From its origins, the Iran nuclear deal, the Joint Comprehensive Plan of Action, or JCPOA, has suffered from contradictory assessments of its expected outcomes. Deal supporters assert that it blocks all of Iran’s paths to the bomb, while opponents contend that it paves those paths.
As Iran moves ever closer to the nuclear weapons threshold — using the illegally built nuclear infrastructure decriminalized and guaranteed by the JCPOA itself — the critics appear increasingly prescient.
Among the many competing claims about the JCPOA were those that placed it in the broader context of international arms control. Former European Union High Representative for Foreign Affairs and Security Policy Federica Mogherini often referred to the deal as “an essential component of the global non-proliferation architecture.”

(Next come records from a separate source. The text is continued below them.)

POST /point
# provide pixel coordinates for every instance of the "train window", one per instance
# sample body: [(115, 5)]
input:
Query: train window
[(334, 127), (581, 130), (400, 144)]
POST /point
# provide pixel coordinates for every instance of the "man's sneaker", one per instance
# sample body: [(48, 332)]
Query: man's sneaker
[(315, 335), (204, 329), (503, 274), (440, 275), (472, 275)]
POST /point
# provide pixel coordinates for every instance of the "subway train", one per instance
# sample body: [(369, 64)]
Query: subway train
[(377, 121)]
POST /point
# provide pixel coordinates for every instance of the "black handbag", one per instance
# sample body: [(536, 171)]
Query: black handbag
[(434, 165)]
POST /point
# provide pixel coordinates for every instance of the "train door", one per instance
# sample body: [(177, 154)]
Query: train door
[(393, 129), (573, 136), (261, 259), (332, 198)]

This stood in stark contrast to Israeli Prime Minister Benjamin Netanyahu’s warnings that the JCPOA would spark a regional nuclear arms race. His argument was that Iran’s neighbors would insist on securing for themselves the same weapons-relevant nuclear capabilities that the deal gave Tehran. In Netanyahu’s controversial 2015 speech before Congress, he predicted, “This deal won’t be a farewell to arms. It would be a farewell to arms control.”
The recent publication of Saudi Arabia’s demands for assistance with uranium enrichment and other elements of the nuclear fuel cycle is the latest evidence that the Middle East nuclear arms race the Israeli prime minister predicted eight years ago has begun. If the United States fails to act now, future regional conflicts in a nuclear Middle East will threaten the safety and security of the entire world.
Riyadh’s insistence on enrichment follows previous revelations of Saudi activity since the conclusion of the JCPOA that appears aimed toward matching Iran’s growing ability to produce and deliver nuclear weapons. In August 2020, the Wall Street Journal reported that, with the help of China, the Saudis have built a facility to process uranium ore. In December of the following year, the Journal revealed that the kingdom, again with Chinese assistance, is producing its own ballistic missiles.